Отныне Пришвин включает природу в борьбу за бессмертие и за личность, то есть смотрит на нее с позиции ее новой онтологической роли в бытии. Именно в начале 20-х гг. Пришвин обращается к охоте как способу жизни, связанному с его главным делом — писательством; в опыте Пришвина охота становится узлом, вновь связывающим жизнь со словом, природу с культурой. В 1921 г. на охоте он записывает: «Прислушаешься, и долетает иногда колокольный звон жизни», «Религиозное чувство есть продолжение чувства природы». С интуицией жизни связано возрождение религиозного чувства («Творческим порывом жизни Я сливается с духом», «Вера есть сила жизнетворчества»).

В новой картине мира меняется парадигма поведения человека, качественно иным становится его духовный путь: теперь человек сам в процессе жизни должен ответить на вопрос о Боге; подчеркивается значимость личного пути к Богу — богоискательства («Скажу… есть Бог! ты мне не поверишь, скажу нет, будет неправда.
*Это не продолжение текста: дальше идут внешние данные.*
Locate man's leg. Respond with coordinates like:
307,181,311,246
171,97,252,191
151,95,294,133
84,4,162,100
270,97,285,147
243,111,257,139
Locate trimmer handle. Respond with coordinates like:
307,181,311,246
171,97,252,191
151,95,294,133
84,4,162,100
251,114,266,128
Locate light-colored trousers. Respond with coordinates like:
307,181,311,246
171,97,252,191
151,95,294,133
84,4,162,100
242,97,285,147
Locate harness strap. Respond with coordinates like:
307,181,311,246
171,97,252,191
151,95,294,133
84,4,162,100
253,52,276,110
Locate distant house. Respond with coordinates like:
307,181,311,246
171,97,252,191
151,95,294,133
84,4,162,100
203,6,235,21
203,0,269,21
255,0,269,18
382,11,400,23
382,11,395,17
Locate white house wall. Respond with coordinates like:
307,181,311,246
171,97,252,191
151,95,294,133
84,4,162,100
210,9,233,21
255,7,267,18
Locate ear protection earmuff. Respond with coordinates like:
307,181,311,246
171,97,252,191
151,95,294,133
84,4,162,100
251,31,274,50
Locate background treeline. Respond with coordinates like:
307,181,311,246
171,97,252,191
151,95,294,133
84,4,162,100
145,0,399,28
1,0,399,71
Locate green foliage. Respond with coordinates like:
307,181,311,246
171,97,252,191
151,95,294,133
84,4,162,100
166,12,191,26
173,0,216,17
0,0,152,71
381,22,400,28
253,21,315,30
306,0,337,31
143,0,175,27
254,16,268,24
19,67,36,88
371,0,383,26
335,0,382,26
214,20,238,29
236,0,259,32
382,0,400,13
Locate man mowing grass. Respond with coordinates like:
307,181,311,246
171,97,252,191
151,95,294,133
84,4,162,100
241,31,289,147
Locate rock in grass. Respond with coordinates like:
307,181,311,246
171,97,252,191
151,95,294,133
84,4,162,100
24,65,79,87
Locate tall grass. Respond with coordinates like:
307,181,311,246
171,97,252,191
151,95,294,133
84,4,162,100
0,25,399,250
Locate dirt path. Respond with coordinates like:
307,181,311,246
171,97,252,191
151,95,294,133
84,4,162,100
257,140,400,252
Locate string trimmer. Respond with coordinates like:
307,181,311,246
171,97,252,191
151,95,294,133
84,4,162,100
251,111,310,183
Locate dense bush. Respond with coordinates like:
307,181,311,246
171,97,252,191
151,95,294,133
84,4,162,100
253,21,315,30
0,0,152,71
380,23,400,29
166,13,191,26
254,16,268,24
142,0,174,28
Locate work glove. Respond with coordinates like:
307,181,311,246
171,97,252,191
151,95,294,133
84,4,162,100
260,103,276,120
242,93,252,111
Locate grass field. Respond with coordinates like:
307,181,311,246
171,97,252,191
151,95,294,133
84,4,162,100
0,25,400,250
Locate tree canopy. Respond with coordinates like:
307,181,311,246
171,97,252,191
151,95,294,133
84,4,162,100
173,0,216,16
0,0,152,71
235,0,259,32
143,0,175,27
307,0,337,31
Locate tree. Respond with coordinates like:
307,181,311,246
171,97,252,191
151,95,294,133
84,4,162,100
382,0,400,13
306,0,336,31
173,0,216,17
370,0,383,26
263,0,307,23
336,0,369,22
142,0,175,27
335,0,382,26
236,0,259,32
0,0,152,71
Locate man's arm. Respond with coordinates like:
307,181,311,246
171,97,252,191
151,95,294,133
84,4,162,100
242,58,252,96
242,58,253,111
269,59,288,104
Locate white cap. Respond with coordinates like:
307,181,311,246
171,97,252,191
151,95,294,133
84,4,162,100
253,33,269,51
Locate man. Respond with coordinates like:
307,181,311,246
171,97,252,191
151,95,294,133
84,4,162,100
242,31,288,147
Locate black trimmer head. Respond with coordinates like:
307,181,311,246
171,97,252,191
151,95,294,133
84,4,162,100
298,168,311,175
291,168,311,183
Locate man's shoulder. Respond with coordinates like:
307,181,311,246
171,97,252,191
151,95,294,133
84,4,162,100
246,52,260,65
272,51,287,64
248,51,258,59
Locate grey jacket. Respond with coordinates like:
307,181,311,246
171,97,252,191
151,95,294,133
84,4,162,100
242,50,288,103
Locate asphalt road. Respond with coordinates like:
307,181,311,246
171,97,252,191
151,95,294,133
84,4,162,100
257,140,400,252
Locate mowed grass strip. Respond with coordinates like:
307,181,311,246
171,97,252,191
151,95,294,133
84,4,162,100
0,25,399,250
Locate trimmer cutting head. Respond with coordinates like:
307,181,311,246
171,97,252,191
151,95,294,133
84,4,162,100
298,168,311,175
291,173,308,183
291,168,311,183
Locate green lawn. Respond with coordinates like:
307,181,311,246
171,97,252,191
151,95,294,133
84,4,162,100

Учись и узнаешь сам»). Не спасает прошлое страдание, нарушена привычная связь человека с Богом («Бог спит»). В это время ощущение Бога у Пришвина лишено каких бы то ни было конфессиональных признаков («нет в церкви тебя»), это сложное, иррациональное «Ты», присутствие которого явлено только в чувстве свободы и радости. Это Бог, который находится в вечном движении, не дает человеку никакого рационального пути для его достижения, требует абсолютного духовного искания. Строка из стихотворения З. Гиппиус «Ты в моем сердце единственный» восстанавливает связь между богоискательством нового человека послереволюционной эпохи и богоискательством русской интеллигенции начала века.

Пришвин в это время не церковный человек, однако в дневнике множество прямых рассуждений типично богословского толка в духе высокой православной мысли («Человек свободен только в своей жертве»). Пришвин никогда не сможет отказаться от традиции христианства и гуманизма, но в его мировоззрение мощно вклинивается жизненная составляющая, он нагружает Евангелие жизнью («Евангелие нужно дополнить жизнью Христа»). В дневнике подчеркивается важность в религиозной вере общечеловеческого культурного начала, связи всех народов друг с другом («Величайшим деятелем связи был Христос»). Возможный для нового сознания выход человека к религии Пришвин видит в примирении эстетики (культуры) с жизнью (природой). Это путь, указанный в культуре и требующий реализации («Сострадание и является выходом из порочного круга эстетизма (так выходят Шопенгауэр, Ничше, Мережковский др.), оно приводит к религии»). Речь идет о сострадании к жизни как таковой («жалко цветов, убиваемых морозом, детей голодных, крестьян, рабочих, невинных существ, погибающих в сетях политиков, жалко! и отсюда религия»).